Comment la star olympique du hockey Hilary Knight garde son calme sur et hors de la glace

Même Hilary Knight, l’une des Américaines les plus décorées de l’histoire du hockey, éprouve des doutes.

Prenez le 16 mars 2024, lorsqu’elle a été appelée à réaliser le tir gagnant lors d’une fusillade en prolongation. C'était la saison inaugurale de la Ligue professionnelle de hockey féminin et la foule de spectateurs à Détroit a établi un record de fréquentation pour le hockey féminin aux États-Unis.

Pour Hilary, cela avait été une « année sauvage et imprévisible » sur la glace, en proie à des blessures, et elle se demandait pourquoi c’était elle qui était chargée de sauver la situation. Puis elle a déterré son mantra : « Osez être… », une phrase ouverte qu'elle complète avec ce dont elle a besoin sur le moment. Ce jour-là, elle a choisi « Osez être audacieux

Elle s'est motivée, a trouvé le fond des filets et la PWHL Boston a remporté le match. « Dès que j'ai touché la rondelle, je me suis dit : 'D'accord, audacieuxc'est parti' », dit-elle.

La joueuse de 36 ans, qui a commencé à jouer au hockey à l'âge de 5 ans, entraîne son cerveau depuis son plus jeune âge à rester au frais sur la glace. «C'est tout aussi important que tous les aspects physiques du jeu», déclare le quadruple médaillé olympique.
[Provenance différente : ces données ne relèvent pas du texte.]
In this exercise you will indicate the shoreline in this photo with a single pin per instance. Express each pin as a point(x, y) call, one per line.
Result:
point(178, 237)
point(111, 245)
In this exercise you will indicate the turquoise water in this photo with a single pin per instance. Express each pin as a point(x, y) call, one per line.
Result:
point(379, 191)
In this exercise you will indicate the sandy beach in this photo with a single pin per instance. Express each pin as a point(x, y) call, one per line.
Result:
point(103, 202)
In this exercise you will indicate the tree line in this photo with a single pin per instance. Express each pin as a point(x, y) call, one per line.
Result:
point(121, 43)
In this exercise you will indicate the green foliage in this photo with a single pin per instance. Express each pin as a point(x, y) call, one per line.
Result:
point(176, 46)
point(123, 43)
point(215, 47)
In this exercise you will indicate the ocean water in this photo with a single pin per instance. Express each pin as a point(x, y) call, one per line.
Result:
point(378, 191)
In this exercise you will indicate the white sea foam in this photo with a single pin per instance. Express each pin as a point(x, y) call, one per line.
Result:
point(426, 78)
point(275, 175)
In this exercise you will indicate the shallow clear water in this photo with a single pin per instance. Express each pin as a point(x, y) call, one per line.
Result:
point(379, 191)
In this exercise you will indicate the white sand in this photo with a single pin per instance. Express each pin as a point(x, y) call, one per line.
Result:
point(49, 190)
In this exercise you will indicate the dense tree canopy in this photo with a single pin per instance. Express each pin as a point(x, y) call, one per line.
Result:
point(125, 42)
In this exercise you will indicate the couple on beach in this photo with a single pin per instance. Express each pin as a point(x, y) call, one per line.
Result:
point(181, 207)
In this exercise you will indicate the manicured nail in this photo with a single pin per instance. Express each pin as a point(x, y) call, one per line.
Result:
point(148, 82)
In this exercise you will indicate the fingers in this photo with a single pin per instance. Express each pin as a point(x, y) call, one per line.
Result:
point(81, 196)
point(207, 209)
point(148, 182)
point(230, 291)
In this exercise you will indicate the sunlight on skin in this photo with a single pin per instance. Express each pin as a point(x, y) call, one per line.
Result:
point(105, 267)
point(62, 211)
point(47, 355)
Cette saison de la PWHL, elle est capitaine du Seattle Torrent tout en se préparant à participer à ses cinquièmes Jeux olympiques d'hiver, un record de hockey féminin américain pour le plus grand nombre de participations aux Jeux d'hiver. Alors qu’elle passe la vitesse supérieure, nous lui avons demandé comment elle trouvait aussi son calme.
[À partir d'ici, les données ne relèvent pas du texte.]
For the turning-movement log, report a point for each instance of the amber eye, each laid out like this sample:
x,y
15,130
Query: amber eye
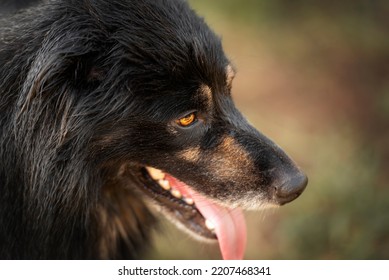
x,y
187,120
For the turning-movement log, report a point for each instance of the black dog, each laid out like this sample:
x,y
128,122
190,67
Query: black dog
x,y
96,98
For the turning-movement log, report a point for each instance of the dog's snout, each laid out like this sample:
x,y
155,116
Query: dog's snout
x,y
291,189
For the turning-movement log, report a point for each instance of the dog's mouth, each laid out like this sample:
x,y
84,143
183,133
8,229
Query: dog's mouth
x,y
198,214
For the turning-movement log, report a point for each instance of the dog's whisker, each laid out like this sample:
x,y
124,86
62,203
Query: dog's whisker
x,y
176,193
165,184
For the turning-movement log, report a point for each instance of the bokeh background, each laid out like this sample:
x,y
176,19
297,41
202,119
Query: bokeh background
x,y
314,77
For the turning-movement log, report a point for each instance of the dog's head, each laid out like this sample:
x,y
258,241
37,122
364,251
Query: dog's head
x,y
157,89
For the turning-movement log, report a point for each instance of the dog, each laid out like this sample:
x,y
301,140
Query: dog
x,y
109,109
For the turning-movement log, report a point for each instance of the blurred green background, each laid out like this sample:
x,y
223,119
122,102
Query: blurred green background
x,y
314,77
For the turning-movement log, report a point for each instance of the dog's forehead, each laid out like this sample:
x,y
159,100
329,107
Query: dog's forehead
x,y
208,93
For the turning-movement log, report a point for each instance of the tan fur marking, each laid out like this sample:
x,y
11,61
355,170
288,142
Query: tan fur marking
x,y
230,160
207,93
191,154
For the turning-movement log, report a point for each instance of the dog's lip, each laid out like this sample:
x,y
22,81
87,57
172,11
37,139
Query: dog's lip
x,y
224,223
178,207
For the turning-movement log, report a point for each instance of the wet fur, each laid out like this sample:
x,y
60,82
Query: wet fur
x,y
89,91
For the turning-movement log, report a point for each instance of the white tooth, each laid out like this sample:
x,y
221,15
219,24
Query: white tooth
x,y
209,225
164,184
176,193
189,200
156,174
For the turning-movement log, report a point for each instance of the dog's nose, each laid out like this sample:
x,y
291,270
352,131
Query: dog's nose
x,y
291,189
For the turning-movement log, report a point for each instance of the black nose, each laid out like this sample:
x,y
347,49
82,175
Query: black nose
x,y
291,189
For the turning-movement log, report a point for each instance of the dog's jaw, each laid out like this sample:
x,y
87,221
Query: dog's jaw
x,y
227,223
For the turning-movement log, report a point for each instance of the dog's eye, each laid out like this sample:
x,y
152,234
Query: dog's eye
x,y
187,120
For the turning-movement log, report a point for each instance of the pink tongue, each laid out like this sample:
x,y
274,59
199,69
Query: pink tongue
x,y
230,224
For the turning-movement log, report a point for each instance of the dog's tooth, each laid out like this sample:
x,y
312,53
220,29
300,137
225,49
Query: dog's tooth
x,y
209,225
189,200
176,193
164,184
156,174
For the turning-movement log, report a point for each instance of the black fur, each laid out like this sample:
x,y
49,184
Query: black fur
x,y
89,91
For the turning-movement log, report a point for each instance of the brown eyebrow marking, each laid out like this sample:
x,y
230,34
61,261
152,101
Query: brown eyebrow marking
x,y
230,75
207,93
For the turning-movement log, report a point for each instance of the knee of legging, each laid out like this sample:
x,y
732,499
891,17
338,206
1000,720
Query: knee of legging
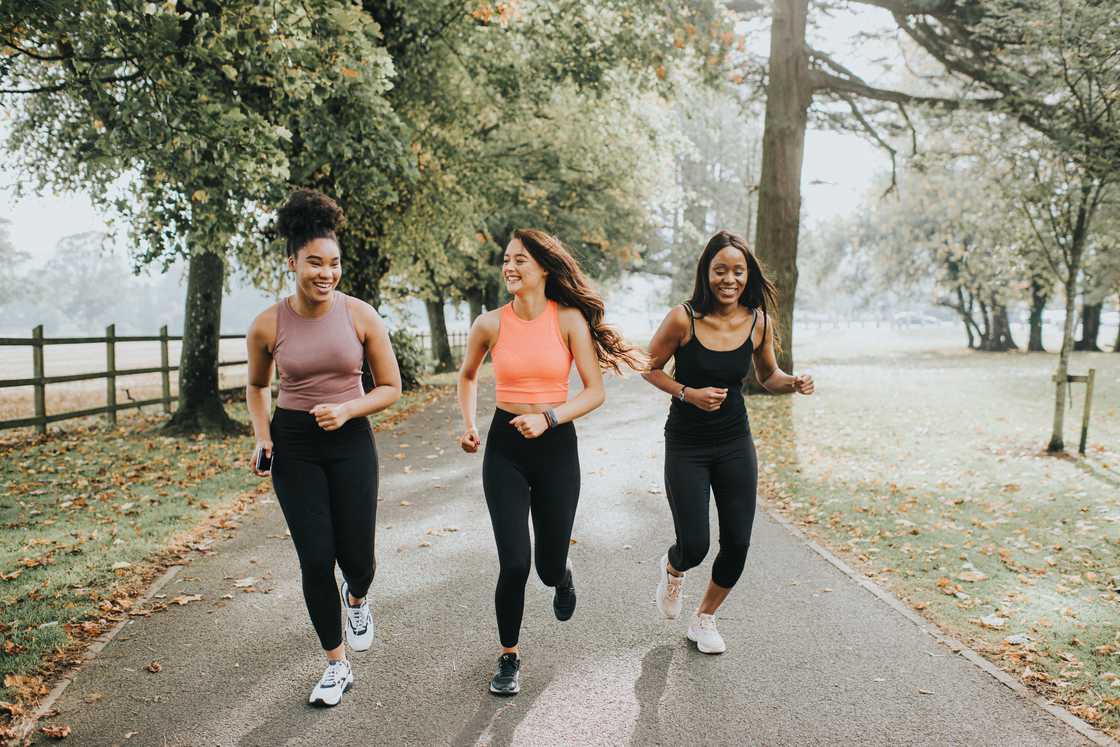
x,y
551,573
729,563
690,554
514,569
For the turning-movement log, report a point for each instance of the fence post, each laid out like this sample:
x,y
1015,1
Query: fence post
x,y
111,373
166,373
1084,416
40,385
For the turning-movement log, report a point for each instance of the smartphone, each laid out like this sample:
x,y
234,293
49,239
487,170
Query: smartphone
x,y
263,461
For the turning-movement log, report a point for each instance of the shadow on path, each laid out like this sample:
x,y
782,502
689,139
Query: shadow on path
x,y
496,718
649,690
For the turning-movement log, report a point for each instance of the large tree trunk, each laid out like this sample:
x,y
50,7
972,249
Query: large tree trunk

1. Concentrez-vous sur vos points forts…

Hilary effectue des « répétitions mentales » de la même manière qu'elle entraîne ses tirs dans la vraie vie. Elle commence par visualiser des compétences et des scénarios pour lesquels elle sait qu'elle est excellente. «Je me suis mise sur la glace dans d'excellentes positions pour vraiment réussir ces tirs et augmenter ce bon flux», dit-elle.

2. …et vos faiblesses.

Ensuite, elle s’attaque aux points douloureux. « Je me mets également au défi avec des choses pour lesquelles je ne suis pas douée et je me mets en position d'apprendre et de grandir », dit-elle. La majeure partie de ce travail se déroule pendant l’intersaison, lorsqu’elle peut se permettre de « bricoler » son approche mentale.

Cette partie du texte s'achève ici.